Roromme CHANTAL a soutenu, en 2016, une thèse de doctorat de science politique à l’Université de Montréal sur la montée en puissance de la Chine sous la direction de Mamoudou Gazibo. Il possède une expérience de plus d’une dizaine d’années comme journaliste en Haïti et ancien fonctionnaire des Nations unies (PNUD). Il est le co-auteur (avec Mamoudou Gazibo) du livre Un nouvel ordre mondial made in China?, publié en 2010 aux Presses de l’Université de Montréal (PUM). Thèmes de recherche : politique extérieure de la Chine, relations Chine-États-Unis, Chine-Amérique latine.

Joanie THIBAULT-COUTURE a soutenu un doctorat au Département de science politique de l’Université de Montréal en 2017, sous la direction de Mamoudou Gazibo. Elle travaille sur les questions liées aux identités ethniques et nationales en Afrique du Sud. Plus précisément, ses recherches portent sur le renouveau du nationalisme afrikaner dans le contexte de l’Afrique du Sud démocratique. Sa thèse est intitulée : « Un peuple se sauve lui-même : Solidarity et le nouvel activisme Afrikaner en Afrique du Sud ». Thèmes de recherche : nationalisme, ethnicité, dynamiques politiques sud-africaines.

Iara Binta Lima MACHADO a obtenu une maîtrise en Science politique à l’Université de Montréal, sous la direction de Mamoudou Gazibo en 2016. Depuis le début de ses études universitaires, elle s’intéresse aux relations entre l’Afrique et les pays émergents, particulièrement le Brésil. Thèmes de recherche : politique extérieure du Brésil, les relations Afrique-monde émergent, relations Brésil-Afrique.

Georges OLONGO a obtenu une maitrise en science politique à l'Université de Montréal en 2014 sous la direction du professeur Mamoudou Gazibo. Son mémoire s’intitule : « Se battre ou ne pas se battre : Comment les appuis externes affectent la guerre civile ». Thèmes de recherche : relations internationales (sino-africaines), développement économique, dynamique des conflits armés.

Laurence BODJRENOU a obtenu une maitrise en études internationales à l'Université de Montréal sous la direction de Mamoudou Gazibo en 2016. Son sujet de recherche porte sur  les liens entre régime politique et gouvernance : les cas du Benin et du Rwanda.

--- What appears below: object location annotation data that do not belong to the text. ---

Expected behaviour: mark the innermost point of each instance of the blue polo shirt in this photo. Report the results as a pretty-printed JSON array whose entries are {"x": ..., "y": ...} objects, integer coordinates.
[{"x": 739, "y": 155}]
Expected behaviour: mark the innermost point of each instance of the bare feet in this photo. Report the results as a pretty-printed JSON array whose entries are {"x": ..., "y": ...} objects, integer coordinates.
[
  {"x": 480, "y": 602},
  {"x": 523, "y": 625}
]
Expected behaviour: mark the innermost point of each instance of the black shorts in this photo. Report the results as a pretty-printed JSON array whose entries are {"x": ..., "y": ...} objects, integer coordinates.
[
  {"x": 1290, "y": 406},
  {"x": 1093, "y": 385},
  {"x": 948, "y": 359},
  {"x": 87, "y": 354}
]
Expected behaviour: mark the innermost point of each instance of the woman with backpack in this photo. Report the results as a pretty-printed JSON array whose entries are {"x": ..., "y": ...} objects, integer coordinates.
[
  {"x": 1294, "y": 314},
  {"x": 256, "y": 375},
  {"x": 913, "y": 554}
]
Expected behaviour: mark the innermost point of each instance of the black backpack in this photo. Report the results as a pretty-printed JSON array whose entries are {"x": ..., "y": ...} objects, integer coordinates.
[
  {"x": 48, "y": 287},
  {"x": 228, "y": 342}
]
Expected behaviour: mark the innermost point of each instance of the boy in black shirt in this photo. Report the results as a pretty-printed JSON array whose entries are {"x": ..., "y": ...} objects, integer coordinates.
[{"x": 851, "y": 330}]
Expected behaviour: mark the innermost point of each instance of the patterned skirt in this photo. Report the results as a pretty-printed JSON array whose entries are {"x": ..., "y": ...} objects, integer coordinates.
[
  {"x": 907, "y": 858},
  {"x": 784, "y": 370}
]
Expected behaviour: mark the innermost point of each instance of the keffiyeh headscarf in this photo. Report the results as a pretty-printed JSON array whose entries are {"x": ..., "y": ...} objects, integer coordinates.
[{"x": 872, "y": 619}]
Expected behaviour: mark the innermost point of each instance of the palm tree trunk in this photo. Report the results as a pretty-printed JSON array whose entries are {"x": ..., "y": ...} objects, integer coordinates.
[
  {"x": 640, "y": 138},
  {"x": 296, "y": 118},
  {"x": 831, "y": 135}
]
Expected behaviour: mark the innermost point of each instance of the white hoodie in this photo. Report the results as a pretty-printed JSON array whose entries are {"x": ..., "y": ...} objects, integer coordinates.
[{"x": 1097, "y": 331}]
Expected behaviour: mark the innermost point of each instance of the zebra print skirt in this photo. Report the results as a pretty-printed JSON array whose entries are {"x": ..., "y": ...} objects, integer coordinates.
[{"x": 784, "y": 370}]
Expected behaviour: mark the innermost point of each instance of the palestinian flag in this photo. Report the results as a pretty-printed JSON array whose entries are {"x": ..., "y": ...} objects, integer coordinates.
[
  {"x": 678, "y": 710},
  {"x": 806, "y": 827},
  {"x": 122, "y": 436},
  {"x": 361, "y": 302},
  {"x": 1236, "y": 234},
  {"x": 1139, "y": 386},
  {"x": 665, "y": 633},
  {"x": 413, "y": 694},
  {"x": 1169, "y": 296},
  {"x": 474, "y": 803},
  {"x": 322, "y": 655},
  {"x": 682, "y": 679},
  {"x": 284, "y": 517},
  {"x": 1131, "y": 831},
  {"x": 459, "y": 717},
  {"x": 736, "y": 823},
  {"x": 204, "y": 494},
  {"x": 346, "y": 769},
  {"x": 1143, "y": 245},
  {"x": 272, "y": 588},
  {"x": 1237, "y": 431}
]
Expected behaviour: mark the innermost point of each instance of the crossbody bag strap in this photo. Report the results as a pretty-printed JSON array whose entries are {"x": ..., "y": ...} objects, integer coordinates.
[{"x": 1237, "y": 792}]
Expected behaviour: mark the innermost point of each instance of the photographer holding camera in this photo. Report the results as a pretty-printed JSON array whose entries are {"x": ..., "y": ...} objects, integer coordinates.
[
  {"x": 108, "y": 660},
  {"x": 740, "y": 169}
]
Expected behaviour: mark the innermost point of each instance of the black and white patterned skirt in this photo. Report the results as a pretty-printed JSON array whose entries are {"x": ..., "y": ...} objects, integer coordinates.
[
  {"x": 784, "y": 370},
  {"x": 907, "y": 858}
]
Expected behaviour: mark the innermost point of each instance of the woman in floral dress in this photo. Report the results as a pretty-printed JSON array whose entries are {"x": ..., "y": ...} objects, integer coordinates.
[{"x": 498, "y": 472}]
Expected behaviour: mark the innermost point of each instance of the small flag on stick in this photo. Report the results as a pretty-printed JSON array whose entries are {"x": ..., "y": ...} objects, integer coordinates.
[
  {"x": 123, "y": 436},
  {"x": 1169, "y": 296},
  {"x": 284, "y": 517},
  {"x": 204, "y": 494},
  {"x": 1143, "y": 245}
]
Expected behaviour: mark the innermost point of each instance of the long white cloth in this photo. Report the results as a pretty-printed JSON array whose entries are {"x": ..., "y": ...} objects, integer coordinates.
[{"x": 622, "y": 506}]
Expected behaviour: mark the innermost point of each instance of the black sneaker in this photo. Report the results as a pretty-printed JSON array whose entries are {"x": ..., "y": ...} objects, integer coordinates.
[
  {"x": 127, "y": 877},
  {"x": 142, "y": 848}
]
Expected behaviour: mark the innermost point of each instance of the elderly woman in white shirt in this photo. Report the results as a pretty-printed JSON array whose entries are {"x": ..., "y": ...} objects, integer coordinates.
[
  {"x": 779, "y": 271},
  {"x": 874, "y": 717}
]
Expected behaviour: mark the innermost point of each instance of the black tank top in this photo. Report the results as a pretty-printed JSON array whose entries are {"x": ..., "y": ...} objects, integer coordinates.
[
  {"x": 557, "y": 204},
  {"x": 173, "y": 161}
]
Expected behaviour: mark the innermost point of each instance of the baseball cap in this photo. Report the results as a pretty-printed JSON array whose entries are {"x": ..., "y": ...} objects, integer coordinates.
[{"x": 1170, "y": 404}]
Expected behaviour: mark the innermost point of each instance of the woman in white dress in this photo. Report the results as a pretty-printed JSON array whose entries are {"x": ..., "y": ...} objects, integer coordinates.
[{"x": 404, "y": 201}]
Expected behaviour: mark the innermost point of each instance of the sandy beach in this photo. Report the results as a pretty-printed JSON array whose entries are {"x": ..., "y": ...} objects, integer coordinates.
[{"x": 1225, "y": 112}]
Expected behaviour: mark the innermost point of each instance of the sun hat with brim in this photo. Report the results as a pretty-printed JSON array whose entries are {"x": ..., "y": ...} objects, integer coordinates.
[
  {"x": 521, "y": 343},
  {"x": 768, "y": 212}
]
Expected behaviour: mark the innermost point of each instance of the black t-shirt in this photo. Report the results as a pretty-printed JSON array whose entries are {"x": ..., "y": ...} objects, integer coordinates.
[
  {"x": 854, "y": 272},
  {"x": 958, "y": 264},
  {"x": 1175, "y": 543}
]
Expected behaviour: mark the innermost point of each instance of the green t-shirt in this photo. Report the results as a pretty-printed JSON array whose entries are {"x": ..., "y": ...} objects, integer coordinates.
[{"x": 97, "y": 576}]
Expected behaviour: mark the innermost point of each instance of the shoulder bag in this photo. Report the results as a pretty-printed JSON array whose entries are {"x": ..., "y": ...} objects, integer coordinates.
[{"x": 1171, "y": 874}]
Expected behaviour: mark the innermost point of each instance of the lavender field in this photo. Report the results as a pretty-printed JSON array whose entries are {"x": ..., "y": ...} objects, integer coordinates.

Thèmes de recherche : politique africaine, facteurs de développement sociaux économiques en Afrique.

Youssef BENZOUINE a obtenu une maîtrise en science politique à l'Université de Montréal en 2017 sous la direction de Mamoudou Gazibo. Son sujet de recherche porte sur la nature de la relation entre ONG travaillant avec les populations exclues (mères célibataires) et État au Maroc. Thèmes de recherche : relation ONG-État dans les pays émergents, expressions du pouvoir, discours du développement.

Julien MORENCY-LAFLAMME a soutenu un doctorat au Département de Science Politique de l’Université de Montréal en 2016 sous la direction de Diane Éthier, Mamoudou Gazibo et Théodore McLauchlin. Ses recherches doctorales se penchent sur les décisions des forces armées durant les crises institutionnelles des régimes autoritaires. Sa thèse est intitulée: « Democratization in Africa: A Study of the Armed Forces’ Influence ». Thèmes de recherche: relations civilo-militaires, transitions démocratiques, résilience autoritaire, Afrique de l’Ouest, Bénin, Togo.